Entre juin 2020 et juin 2021, plus de 47.000 offres (14) dans le secteur du numérique ont été diffusées par Pôle emploi, et les embauches dans le secteur ont progressé de 7 %. Pour l’année 2021, quelque 82.500 projets de recrutement ont été recensés, 61 % d’entre eux étant considérés comme « difficiles » par les entreprises. Top 3 des activités qui recrutent le plus : les études et le développement informatique, la maintenance informatique et bureautique, la production et l’exploitation de systèmes d’information. En parallèle, les métiers de demain et les besoins en compétences progressent à une vitesse exponentielle, notamment dans les domaines de l’intelligence artificielle, de la réalité augmentée, de la cybersécurité, du cloud et des data. Les besoins en experts de la cybersécurité, en particulier, évalués à 75.000 d’ici à 2025, sont loin d’être atteints.

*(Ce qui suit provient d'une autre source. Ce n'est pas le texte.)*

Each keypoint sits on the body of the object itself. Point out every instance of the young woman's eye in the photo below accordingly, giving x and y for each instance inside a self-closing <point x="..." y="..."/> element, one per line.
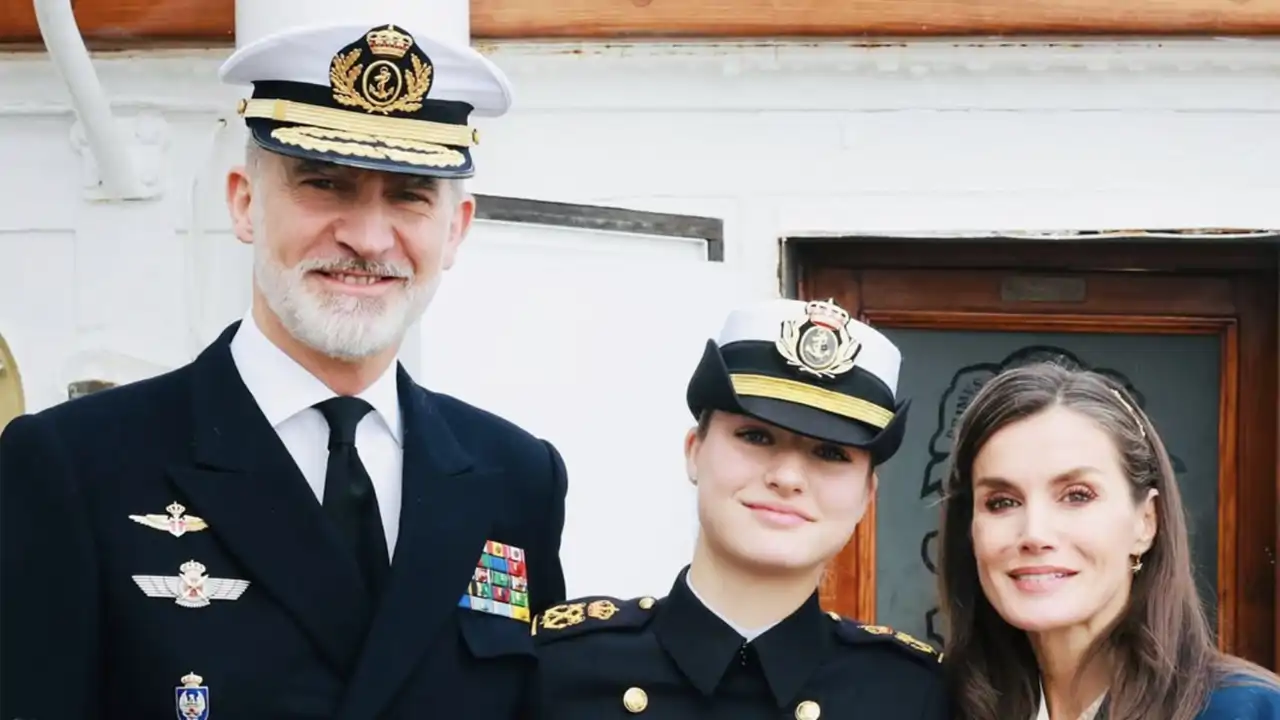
<point x="832" y="452"/>
<point x="754" y="436"/>
<point x="1080" y="495"/>
<point x="997" y="504"/>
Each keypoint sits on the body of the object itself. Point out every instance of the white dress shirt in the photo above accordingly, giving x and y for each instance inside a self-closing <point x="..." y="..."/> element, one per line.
<point x="1089" y="712"/>
<point x="286" y="392"/>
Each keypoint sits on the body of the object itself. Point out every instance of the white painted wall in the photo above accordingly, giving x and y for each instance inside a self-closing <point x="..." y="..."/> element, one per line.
<point x="777" y="140"/>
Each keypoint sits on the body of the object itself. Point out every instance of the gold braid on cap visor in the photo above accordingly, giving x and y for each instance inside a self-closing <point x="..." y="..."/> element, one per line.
<point x="817" y="397"/>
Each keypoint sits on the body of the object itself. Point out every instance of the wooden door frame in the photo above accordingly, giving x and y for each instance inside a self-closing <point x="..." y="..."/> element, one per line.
<point x="1230" y="291"/>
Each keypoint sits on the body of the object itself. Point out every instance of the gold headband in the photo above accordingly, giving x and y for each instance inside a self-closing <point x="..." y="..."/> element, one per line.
<point x="1133" y="413"/>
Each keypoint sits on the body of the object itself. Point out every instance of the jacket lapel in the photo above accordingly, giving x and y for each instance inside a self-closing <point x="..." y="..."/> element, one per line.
<point x="444" y="522"/>
<point x="248" y="490"/>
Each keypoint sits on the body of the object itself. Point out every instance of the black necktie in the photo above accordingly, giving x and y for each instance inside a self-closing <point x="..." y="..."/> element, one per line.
<point x="348" y="492"/>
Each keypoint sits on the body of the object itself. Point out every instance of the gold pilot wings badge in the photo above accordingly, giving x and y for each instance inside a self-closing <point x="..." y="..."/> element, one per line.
<point x="176" y="524"/>
<point x="191" y="587"/>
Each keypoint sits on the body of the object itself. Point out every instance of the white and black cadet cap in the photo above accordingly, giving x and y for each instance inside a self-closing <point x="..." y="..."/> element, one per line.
<point x="382" y="98"/>
<point x="808" y="368"/>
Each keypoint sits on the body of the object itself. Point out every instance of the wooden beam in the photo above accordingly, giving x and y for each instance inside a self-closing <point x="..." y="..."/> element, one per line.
<point x="842" y="18"/>
<point x="129" y="23"/>
<point x="122" y="23"/>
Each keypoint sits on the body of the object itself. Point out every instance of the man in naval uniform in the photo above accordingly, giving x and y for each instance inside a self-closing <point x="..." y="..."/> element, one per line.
<point x="795" y="408"/>
<point x="289" y="527"/>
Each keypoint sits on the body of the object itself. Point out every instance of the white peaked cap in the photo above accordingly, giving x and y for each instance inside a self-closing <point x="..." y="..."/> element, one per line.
<point x="762" y="322"/>
<point x="302" y="54"/>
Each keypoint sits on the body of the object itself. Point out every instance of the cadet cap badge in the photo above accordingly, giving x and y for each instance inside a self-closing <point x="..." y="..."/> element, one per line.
<point x="176" y="524"/>
<point x="191" y="587"/>
<point x="819" y="343"/>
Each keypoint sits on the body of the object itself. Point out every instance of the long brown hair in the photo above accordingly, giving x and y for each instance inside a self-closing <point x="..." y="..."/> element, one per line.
<point x="1166" y="661"/>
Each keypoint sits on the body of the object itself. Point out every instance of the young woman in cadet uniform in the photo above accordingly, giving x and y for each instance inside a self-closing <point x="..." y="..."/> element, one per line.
<point x="795" y="406"/>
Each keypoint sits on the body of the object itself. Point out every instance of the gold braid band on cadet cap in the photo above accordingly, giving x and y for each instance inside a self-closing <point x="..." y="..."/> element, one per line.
<point x="400" y="128"/>
<point x="368" y="146"/>
<point x="817" y="397"/>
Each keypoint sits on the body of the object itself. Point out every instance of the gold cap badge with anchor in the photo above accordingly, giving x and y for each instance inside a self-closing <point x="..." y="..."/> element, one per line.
<point x="819" y="343"/>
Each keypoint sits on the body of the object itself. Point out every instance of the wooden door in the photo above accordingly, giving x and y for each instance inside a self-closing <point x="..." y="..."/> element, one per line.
<point x="1197" y="350"/>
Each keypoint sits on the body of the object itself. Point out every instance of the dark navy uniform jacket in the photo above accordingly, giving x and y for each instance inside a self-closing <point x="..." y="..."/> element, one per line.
<point x="673" y="659"/>
<point x="81" y="641"/>
<point x="1242" y="698"/>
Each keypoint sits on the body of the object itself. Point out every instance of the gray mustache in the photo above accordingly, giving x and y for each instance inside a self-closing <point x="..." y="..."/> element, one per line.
<point x="357" y="265"/>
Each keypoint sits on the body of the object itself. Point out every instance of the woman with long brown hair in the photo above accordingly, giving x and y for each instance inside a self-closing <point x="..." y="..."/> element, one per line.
<point x="1065" y="566"/>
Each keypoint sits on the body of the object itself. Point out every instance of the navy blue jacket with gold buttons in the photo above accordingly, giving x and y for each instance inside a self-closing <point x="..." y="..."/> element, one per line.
<point x="81" y="638"/>
<point x="673" y="659"/>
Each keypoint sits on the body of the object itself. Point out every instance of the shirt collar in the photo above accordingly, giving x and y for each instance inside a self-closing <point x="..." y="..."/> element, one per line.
<point x="283" y="388"/>
<point x="703" y="646"/>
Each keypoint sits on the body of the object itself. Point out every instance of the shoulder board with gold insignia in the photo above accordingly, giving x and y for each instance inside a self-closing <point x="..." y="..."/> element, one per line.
<point x="589" y="614"/>
<point x="858" y="633"/>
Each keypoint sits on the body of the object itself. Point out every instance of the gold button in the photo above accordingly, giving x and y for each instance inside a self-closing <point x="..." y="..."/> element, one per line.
<point x="635" y="700"/>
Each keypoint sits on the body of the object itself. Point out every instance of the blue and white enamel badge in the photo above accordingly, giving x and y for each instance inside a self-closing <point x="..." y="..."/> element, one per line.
<point x="191" y="698"/>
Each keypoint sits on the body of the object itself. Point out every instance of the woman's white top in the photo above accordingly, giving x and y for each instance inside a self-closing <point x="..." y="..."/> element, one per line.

Pour relever ce défi, les acteurs du numérique misent sur la formation, initiale et continue. Ils comptent notamment sur le dynamisme de l’alternance pour embaucher toujours plus de jeunes diplômés. Autre option pour parer à la pénurie : les reconversions d’ingénieurs ou de travailleurs issus d’autres filières. « Nous pensons pouvoir recruter 60.000 demandeurs d’emploi et personnes en reconversion professionnelle », précise ainsi Soumia Malinbaum. L’État mise également sur la Grande École du numérique pour former à des métiers accessibles en un ou deux ans, alors que d’autres écoles spécialisées, telle 42, lancée notamment par Xavier Niel, sont en plein développement.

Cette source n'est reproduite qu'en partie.